Yes, but if the constraints only permit a single valid token anyway for some positions, you could skip the forward pass entirely for those positions and just return that token.

The other idea was a bit more theoretical: If you know only a handful tokens are valid, then calculating the logits of the other tokens in the forward pass is wasteful as they won't affect the sampling process. However, it's probably not worthe the cost to optimize that as it only affects the last layer and might be mostly amortized by SIMD parallel processing anyway.

wat10000 3 days ago | parent | prev [-]

Is there anything in the JSON grammer that only allows one valid option? In any case, I also don't understand why it would be costly. The fact that tokens are typically multiple characters would complicate things somewhat, but checking that a given token results in valid partial JSON doesn't seem too hard.

xg15 3 days ago | parent [-]

Freeform JSON not so much I think, but if you combine it with a schema and strict whitespace/formatting rules, you could get quite a few.

I think there are lots of boilerplate sequences like '":{' or '":[' or '", "', etc - though they might already be compressed into a single token if the tokenizer was trained on enough JSON.

There are also situations where the schema would only allow a specific field name as the next token, e.g. if it was the only remaining valid and required field, or if fields have to be output in a specific order.

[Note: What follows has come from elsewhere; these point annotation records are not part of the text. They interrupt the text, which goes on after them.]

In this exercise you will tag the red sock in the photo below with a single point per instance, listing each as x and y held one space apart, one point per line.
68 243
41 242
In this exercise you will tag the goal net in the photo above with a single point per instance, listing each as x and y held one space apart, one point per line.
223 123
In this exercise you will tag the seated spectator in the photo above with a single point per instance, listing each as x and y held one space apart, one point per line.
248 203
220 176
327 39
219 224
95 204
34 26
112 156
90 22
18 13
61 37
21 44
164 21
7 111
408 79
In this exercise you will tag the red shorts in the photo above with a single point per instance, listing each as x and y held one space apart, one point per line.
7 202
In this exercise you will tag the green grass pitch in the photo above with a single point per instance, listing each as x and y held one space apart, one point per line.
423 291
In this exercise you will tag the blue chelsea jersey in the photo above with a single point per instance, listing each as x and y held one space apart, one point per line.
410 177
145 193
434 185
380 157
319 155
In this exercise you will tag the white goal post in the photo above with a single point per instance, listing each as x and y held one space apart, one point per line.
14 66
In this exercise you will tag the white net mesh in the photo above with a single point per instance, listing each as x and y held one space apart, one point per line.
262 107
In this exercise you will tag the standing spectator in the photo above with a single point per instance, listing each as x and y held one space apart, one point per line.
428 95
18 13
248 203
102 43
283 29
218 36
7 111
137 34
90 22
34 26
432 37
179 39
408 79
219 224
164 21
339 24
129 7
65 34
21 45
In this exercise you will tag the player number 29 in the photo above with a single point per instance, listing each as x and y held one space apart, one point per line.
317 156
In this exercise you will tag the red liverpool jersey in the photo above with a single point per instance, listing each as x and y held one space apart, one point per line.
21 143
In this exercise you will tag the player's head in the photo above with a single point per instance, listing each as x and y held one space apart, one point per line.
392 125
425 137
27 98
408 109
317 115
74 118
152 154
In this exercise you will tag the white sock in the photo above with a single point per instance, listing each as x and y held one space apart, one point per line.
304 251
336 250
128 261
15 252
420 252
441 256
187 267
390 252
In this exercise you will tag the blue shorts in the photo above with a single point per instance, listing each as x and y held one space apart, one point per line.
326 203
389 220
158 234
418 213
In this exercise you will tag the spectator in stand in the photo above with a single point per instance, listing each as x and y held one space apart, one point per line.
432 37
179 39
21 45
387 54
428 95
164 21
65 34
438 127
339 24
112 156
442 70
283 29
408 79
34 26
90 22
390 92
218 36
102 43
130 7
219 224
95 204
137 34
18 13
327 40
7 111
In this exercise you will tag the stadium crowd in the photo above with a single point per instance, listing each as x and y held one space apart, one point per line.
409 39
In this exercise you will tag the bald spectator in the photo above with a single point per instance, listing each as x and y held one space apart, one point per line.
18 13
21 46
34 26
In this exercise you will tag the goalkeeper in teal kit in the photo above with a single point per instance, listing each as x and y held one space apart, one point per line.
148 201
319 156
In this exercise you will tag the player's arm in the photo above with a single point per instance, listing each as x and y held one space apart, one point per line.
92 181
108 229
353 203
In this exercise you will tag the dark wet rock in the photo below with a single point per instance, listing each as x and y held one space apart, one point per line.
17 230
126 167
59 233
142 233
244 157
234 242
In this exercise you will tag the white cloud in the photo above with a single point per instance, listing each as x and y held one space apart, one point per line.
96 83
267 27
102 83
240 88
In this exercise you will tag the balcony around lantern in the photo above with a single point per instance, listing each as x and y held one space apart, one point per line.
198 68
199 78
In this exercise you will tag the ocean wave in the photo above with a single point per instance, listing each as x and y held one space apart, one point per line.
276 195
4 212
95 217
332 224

wat10000 3 days ago | parent [-]

Good point, I momentarily forgot about the ability to specify a schema. In that case, you'd have a lot of places where there's only one possible output. Even if you have multiple fields and there are no ordering requirements, typical schemas won't take long to get to a unique field name prefix. If you've output `"us` then `ername"` is likely to be the only valid continuation in many cases.